Not people who are inside when the sun is out.

Phoebe Maltz Bovy said...

Do I at this particular moment? (Glances around.) Yes. But I've worked in quite a few windowless offices.

caryatis said...

I've gotten the impression that in theory everyone ought to use sunscreen every day, because everyone gets a nonzero quantity of sunlight (possible exception if you are in solitary confinement). Does anyone actually do that, perhaps not.

Phoebe Maltz Bovy said...

Huh. I'd think there's some threshold, where the sun exposure is so minimal (and we do need some) that the negative effect of certain chemicals in sunscreen would be greater than that of the sun.

Moebius Stripper said...

I've found that drinking more water often solves the problem that chapstick and moisturizer are designed to fix, and that uncomfortably dry hands and lips are a sign that I'm dehydrated. The main exception was when I was doing a lot of pottery: handling clay made my hands crack if I didn't treat them directly.

Phoebe Maltz Bovy said...

Moebius,

That could well be. In my case, I think it's the combination of colder-than-usual temperatures and the hyperactive poodle in need of near-continuous (it feels like that) walks or, if I'm feeling adventurous, jogs.

fourtinefork said...

As a dry-skinned kind of girl, I am currently sitting around with a Bioderma moisturizing mask on my face, thinking how wonderful my skin feels. Like I'm in a cool yet humid environment-- a rainy day in Scotland, maybe? You'll pry the stuff out of my cold, dead, shriveled hands.

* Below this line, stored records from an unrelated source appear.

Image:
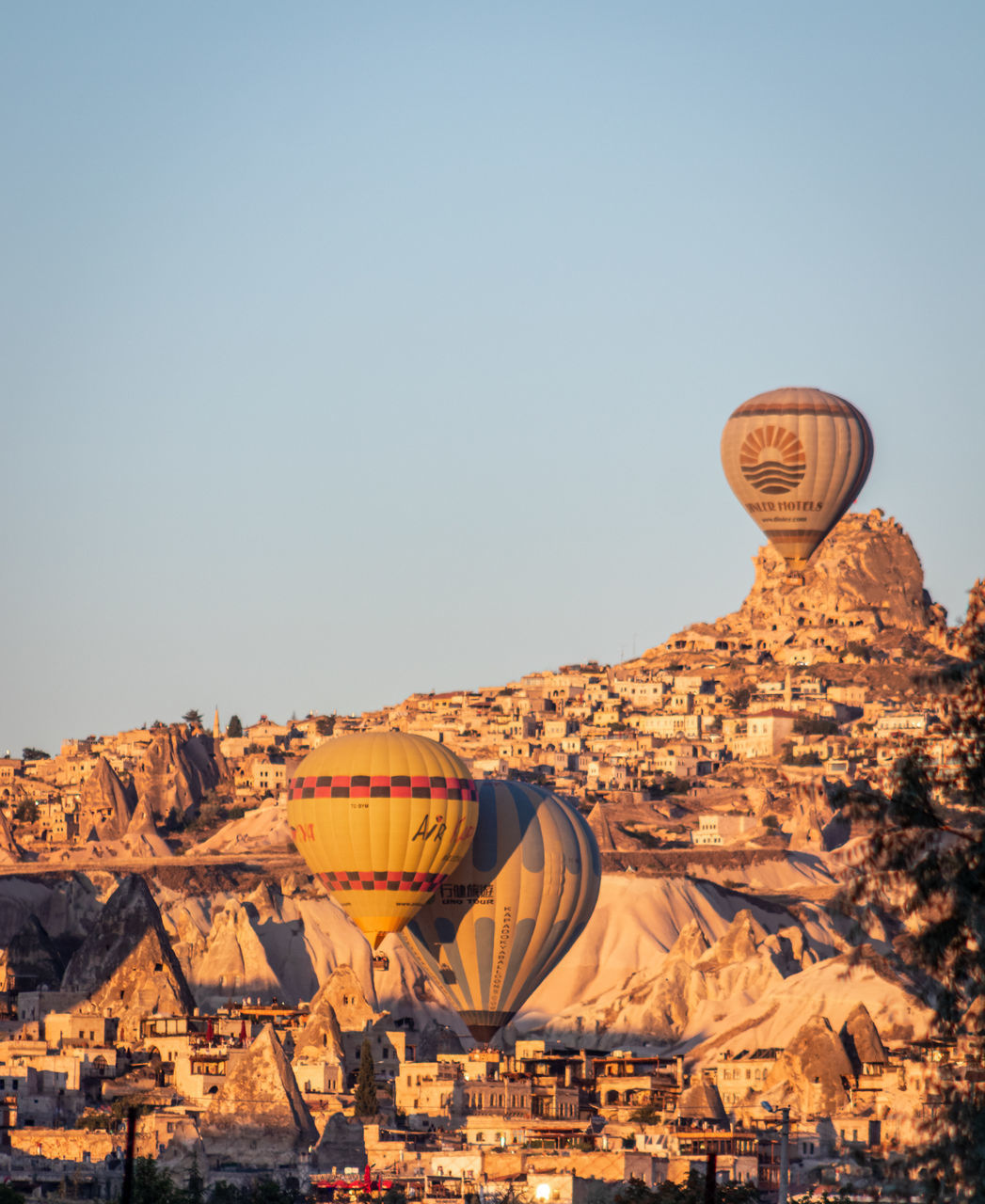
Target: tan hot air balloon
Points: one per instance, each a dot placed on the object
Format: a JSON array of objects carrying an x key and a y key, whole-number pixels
[
  {"x": 382, "y": 817},
  {"x": 796, "y": 459},
  {"x": 513, "y": 908}
]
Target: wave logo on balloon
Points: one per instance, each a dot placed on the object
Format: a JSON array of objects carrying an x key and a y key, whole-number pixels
[{"x": 772, "y": 460}]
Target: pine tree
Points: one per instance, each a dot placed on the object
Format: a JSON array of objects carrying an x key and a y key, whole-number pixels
[
  {"x": 926, "y": 863},
  {"x": 365, "y": 1087}
]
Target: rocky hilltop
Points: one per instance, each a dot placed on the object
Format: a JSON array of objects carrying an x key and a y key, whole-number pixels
[{"x": 865, "y": 583}]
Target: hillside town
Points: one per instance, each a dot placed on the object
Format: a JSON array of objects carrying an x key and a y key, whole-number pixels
[{"x": 725, "y": 748}]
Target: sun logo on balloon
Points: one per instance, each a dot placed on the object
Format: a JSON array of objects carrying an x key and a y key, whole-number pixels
[{"x": 772, "y": 460}]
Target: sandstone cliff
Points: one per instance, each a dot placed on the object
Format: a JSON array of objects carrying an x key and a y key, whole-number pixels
[
  {"x": 104, "y": 804},
  {"x": 125, "y": 964}
]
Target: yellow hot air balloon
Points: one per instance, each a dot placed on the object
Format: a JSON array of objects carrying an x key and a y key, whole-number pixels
[
  {"x": 513, "y": 908},
  {"x": 382, "y": 817},
  {"x": 796, "y": 459}
]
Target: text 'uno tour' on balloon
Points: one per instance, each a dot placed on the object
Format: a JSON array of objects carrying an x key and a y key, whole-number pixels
[
  {"x": 382, "y": 817},
  {"x": 513, "y": 908},
  {"x": 796, "y": 459}
]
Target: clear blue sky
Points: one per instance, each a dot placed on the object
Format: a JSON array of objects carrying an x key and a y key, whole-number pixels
[{"x": 353, "y": 349}]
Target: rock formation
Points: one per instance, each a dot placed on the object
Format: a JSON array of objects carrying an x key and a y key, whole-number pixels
[
  {"x": 30, "y": 961},
  {"x": 814, "y": 1070},
  {"x": 258, "y": 1113},
  {"x": 863, "y": 1041},
  {"x": 125, "y": 966},
  {"x": 321, "y": 1039},
  {"x": 175, "y": 773},
  {"x": 343, "y": 992},
  {"x": 104, "y": 803},
  {"x": 864, "y": 579}
]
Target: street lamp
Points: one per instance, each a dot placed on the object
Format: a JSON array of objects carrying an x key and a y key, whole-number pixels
[{"x": 784, "y": 1149}]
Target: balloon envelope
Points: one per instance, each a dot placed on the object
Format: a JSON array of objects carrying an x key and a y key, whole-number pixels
[
  {"x": 513, "y": 908},
  {"x": 382, "y": 817},
  {"x": 796, "y": 459}
]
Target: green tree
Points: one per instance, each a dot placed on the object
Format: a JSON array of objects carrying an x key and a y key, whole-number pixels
[
  {"x": 814, "y": 725},
  {"x": 926, "y": 854},
  {"x": 194, "y": 1190},
  {"x": 151, "y": 1186},
  {"x": 365, "y": 1087}
]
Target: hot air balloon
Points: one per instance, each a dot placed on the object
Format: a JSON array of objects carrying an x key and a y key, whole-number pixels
[
  {"x": 382, "y": 817},
  {"x": 513, "y": 908},
  {"x": 796, "y": 459}
]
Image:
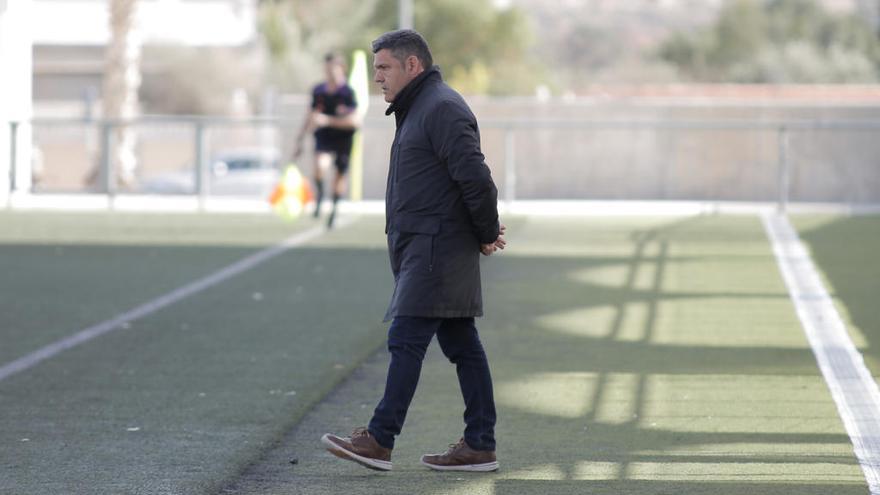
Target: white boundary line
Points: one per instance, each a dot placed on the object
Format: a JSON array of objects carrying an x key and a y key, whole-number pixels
[
  {"x": 853, "y": 388},
  {"x": 167, "y": 299}
]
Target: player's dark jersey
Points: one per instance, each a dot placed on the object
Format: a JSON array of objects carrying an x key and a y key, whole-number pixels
[{"x": 339, "y": 102}]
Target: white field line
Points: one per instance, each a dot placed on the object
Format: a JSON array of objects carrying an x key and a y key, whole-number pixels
[
  {"x": 853, "y": 388},
  {"x": 167, "y": 299}
]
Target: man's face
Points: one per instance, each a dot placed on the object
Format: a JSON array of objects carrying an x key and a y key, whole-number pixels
[{"x": 392, "y": 75}]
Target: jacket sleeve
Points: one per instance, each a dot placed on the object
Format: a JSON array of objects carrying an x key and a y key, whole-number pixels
[{"x": 455, "y": 138}]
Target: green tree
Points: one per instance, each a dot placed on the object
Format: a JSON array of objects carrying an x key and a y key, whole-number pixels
[{"x": 778, "y": 41}]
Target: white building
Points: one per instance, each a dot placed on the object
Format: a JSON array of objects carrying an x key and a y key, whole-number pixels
[
  {"x": 70, "y": 37},
  {"x": 52, "y": 57}
]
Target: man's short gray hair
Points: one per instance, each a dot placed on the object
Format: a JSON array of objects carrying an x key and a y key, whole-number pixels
[{"x": 402, "y": 44}]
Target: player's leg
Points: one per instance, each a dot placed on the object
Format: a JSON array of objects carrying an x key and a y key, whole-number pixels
[
  {"x": 322, "y": 161},
  {"x": 339, "y": 183}
]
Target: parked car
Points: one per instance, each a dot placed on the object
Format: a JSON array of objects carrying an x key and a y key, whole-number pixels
[{"x": 238, "y": 172}]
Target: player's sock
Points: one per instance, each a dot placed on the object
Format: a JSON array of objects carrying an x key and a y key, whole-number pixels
[
  {"x": 319, "y": 195},
  {"x": 333, "y": 211}
]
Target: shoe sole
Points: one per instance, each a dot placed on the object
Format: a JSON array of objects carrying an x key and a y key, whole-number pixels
[
  {"x": 474, "y": 468},
  {"x": 374, "y": 464}
]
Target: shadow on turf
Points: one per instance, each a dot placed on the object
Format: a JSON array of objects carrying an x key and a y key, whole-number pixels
[
  {"x": 653, "y": 487},
  {"x": 542, "y": 286}
]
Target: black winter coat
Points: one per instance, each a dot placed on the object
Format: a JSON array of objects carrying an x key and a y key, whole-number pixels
[{"x": 440, "y": 203}]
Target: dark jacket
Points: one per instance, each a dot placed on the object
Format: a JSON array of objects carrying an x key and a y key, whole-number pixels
[{"x": 440, "y": 203}]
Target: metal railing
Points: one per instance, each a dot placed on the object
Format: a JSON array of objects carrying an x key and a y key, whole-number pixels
[{"x": 509, "y": 128}]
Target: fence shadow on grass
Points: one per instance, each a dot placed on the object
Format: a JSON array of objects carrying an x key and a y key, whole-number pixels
[{"x": 624, "y": 409}]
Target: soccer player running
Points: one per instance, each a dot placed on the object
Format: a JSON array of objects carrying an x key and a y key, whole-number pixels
[
  {"x": 441, "y": 213},
  {"x": 334, "y": 121}
]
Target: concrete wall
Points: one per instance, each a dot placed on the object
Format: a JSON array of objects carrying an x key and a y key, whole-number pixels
[
  {"x": 574, "y": 161},
  {"x": 15, "y": 92}
]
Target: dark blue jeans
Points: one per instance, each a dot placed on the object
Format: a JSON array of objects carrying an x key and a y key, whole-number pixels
[{"x": 408, "y": 340}]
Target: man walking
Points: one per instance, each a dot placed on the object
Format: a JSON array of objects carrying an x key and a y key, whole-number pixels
[{"x": 440, "y": 214}]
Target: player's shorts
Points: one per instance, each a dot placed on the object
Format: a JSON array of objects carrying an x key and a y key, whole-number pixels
[{"x": 341, "y": 149}]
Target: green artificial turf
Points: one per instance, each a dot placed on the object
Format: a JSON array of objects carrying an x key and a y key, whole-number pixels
[
  {"x": 846, "y": 251},
  {"x": 630, "y": 355},
  {"x": 639, "y": 356},
  {"x": 185, "y": 398}
]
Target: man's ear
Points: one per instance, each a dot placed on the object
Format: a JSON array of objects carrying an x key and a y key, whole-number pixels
[{"x": 413, "y": 64}]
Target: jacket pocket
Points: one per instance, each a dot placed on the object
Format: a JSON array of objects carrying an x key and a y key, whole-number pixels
[{"x": 416, "y": 224}]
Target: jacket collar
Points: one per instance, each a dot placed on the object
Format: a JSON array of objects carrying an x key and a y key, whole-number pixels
[{"x": 402, "y": 103}]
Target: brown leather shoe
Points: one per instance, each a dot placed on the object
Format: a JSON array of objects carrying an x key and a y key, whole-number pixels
[
  {"x": 361, "y": 448},
  {"x": 460, "y": 457}
]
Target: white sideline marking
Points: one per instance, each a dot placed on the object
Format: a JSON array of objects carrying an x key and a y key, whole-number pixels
[
  {"x": 853, "y": 388},
  {"x": 120, "y": 321}
]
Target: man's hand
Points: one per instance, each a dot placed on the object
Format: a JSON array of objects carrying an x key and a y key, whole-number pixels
[{"x": 500, "y": 243}]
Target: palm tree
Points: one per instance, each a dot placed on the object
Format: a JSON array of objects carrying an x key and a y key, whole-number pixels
[{"x": 122, "y": 79}]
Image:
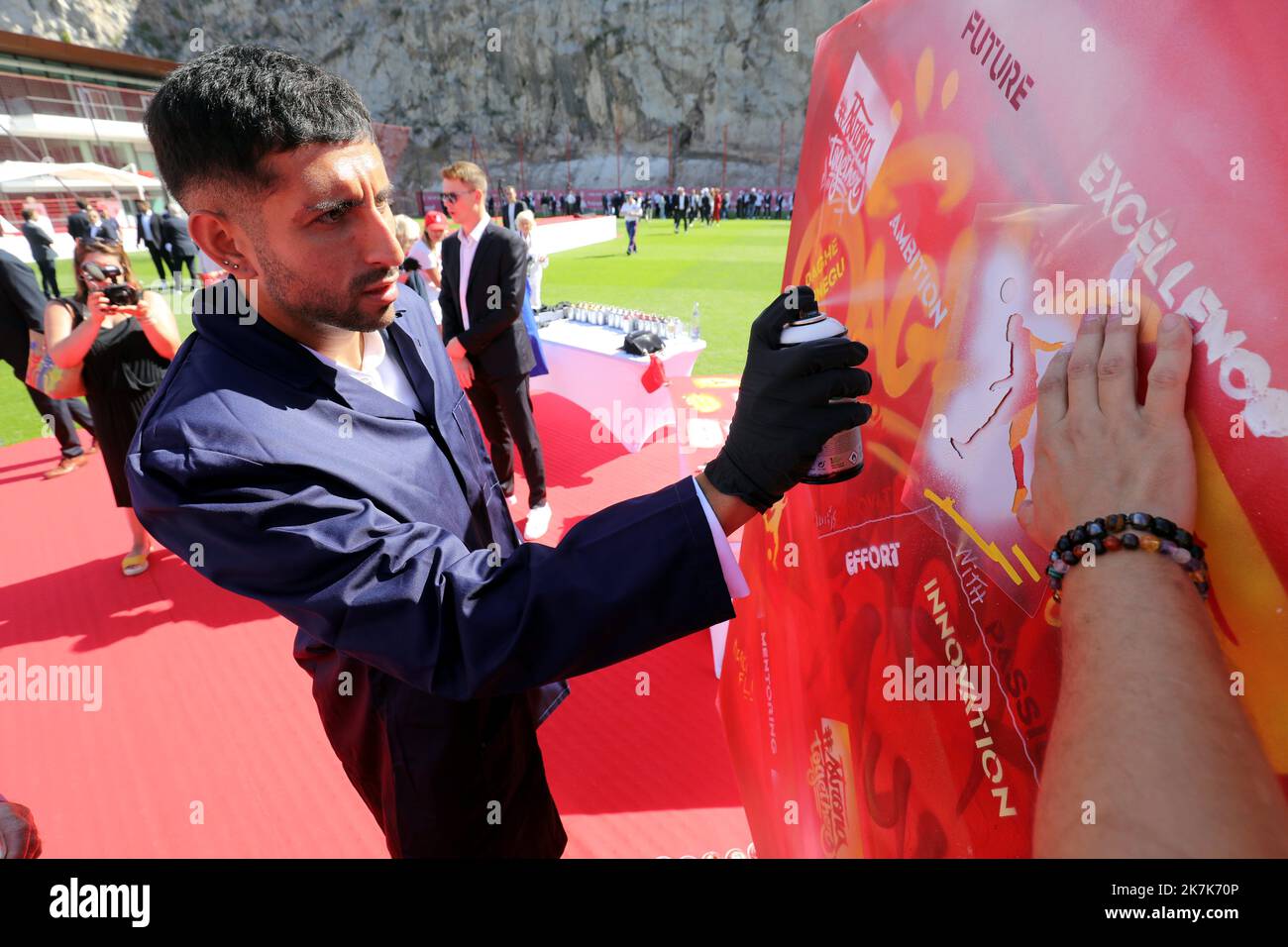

Some of us really do need moisturizer, and even more so in freezing and windy weather. I mean, I could ditch the NARS lip pencils and live a perfectly decent life, but for me (at least since I turned 35 and my skin took a turn towards the dry and dehydrated), moisturizer is non-negotiable. I mean, maybe I'd trade a facial oil for a standard moisturizer, but I need something.

fourtinefork said...

And, Moebius Stripper: yes, clay will definitely dry out your skin. The stuff that makes hard-paste porcelain, well, hard-paste (kaolin, i.e., the long-sought after secret ingredient, the Arcanum) has well-documented drying properties. Böttger might have burnt his eyes (from experimenting with furnaces, not the kaolin), but I bet he didn't have greasy skin.

Relatedly, for you less mummy-like people, Queen Helene's mud mask is awesome and über-cheap.